Does a painting become a different painting because we view it? Yes of course, but why? Because we bring something to the work of art, we bring ourselves. Once more you view the painting again in ten years, it will change because youve changed. Beauty is the eye of the beholder, the actual viewer.
So a work of art reminds you of whom you are now.
My current works are large-scale abstract paintings on paper that use ink and acrylic paint. When I am painting, I am playing with shape and colour. The atmosphere of a single colour or shape and how a sensitive change in colour can make a natural colour look very man-made continues to impresses me. Layering of transparent colour and using tools to guide the flow paint are techniques I am using. Once painted, they aim to be affecting vistas of colour and studies on beauty and truth.
I paint because of a strong drive to create an original vision. I was born in Toronto into a family of visual artists. This had a profound effect on my personality and my artwork. Becoming an artist was never a conscious choice; it was more of a gentle transition from childhood to adulthood. I feel at home when I work in my studio bringing back memories of colour, sound and smell.

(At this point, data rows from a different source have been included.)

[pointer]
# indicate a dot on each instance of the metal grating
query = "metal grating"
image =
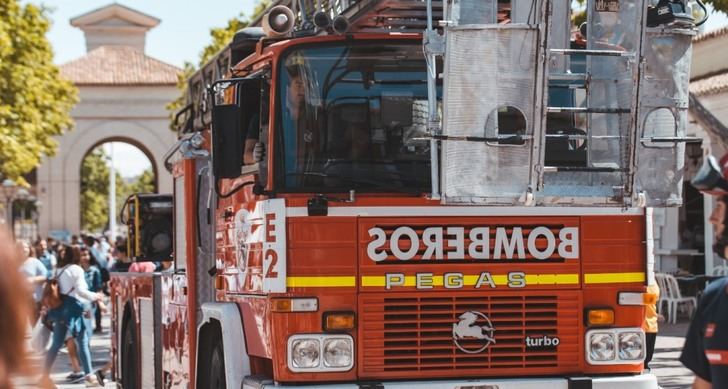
(409, 335)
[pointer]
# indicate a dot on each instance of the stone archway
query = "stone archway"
(123, 94)
(59, 179)
(138, 146)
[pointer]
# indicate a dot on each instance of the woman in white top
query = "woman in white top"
(68, 318)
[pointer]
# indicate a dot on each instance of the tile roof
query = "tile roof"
(119, 65)
(713, 84)
(711, 34)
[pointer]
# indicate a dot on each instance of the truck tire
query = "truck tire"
(217, 366)
(128, 356)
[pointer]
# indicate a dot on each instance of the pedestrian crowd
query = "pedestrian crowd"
(67, 288)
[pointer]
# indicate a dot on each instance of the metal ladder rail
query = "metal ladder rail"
(585, 78)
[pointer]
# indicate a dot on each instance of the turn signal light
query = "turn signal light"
(635, 298)
(334, 321)
(220, 283)
(600, 317)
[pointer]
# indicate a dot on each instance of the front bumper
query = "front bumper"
(644, 381)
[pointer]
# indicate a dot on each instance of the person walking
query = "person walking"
(94, 283)
(36, 274)
(650, 323)
(45, 255)
(69, 317)
(14, 312)
(706, 343)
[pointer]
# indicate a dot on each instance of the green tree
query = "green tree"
(95, 191)
(35, 102)
(579, 14)
(221, 36)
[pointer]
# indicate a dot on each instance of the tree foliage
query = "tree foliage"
(579, 14)
(35, 102)
(221, 37)
(95, 191)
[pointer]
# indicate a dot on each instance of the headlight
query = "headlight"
(601, 347)
(320, 352)
(337, 352)
(613, 346)
(630, 346)
(305, 353)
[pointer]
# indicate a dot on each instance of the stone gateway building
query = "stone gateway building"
(123, 93)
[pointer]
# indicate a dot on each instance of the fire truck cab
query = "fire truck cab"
(416, 194)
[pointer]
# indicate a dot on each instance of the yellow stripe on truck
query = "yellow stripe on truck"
(321, 282)
(472, 279)
(468, 280)
(609, 278)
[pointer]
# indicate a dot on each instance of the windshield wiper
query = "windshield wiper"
(358, 181)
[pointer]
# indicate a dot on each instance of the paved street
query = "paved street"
(100, 349)
(670, 372)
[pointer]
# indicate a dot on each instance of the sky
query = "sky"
(179, 38)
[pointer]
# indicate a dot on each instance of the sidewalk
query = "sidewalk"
(665, 362)
(100, 354)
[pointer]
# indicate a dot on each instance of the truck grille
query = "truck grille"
(410, 335)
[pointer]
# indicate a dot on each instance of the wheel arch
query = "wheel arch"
(223, 320)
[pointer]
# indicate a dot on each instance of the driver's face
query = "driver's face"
(296, 90)
(717, 218)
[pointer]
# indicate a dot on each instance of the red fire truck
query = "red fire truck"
(413, 194)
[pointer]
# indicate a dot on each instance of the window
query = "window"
(353, 116)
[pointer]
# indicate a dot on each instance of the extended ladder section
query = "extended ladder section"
(535, 112)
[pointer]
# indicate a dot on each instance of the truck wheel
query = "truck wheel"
(217, 367)
(128, 356)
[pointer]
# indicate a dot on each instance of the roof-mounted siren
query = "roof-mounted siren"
(243, 43)
(279, 21)
(340, 25)
(676, 13)
(321, 20)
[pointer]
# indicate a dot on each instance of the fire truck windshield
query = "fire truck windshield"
(353, 116)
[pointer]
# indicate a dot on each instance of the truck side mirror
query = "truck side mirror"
(227, 140)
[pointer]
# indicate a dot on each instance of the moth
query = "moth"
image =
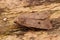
(35, 20)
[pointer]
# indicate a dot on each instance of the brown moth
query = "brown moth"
(35, 19)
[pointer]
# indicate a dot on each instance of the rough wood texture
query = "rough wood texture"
(13, 8)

I begin a piece by having a map of sensations, ideas and mental colour charts. Because of such an exposure to the art world growing up I tend to look to outside sources for my inspiration. I look to Roland Barthes and the discourse of quantum mechanics within art. This notion I discussed in my first paragraph, it is intriguing in reference to abstract art. My love of jazz music, exotic food and personal experiences all affect my painting. My actions in painting are all very deliberately done, even when a colour or line may appear very haphazard. I know a painting is done when I am pulled away with new idea or direction that needs a fresh canvas to grow on.
These are my thoughts at current, written in October of 2009.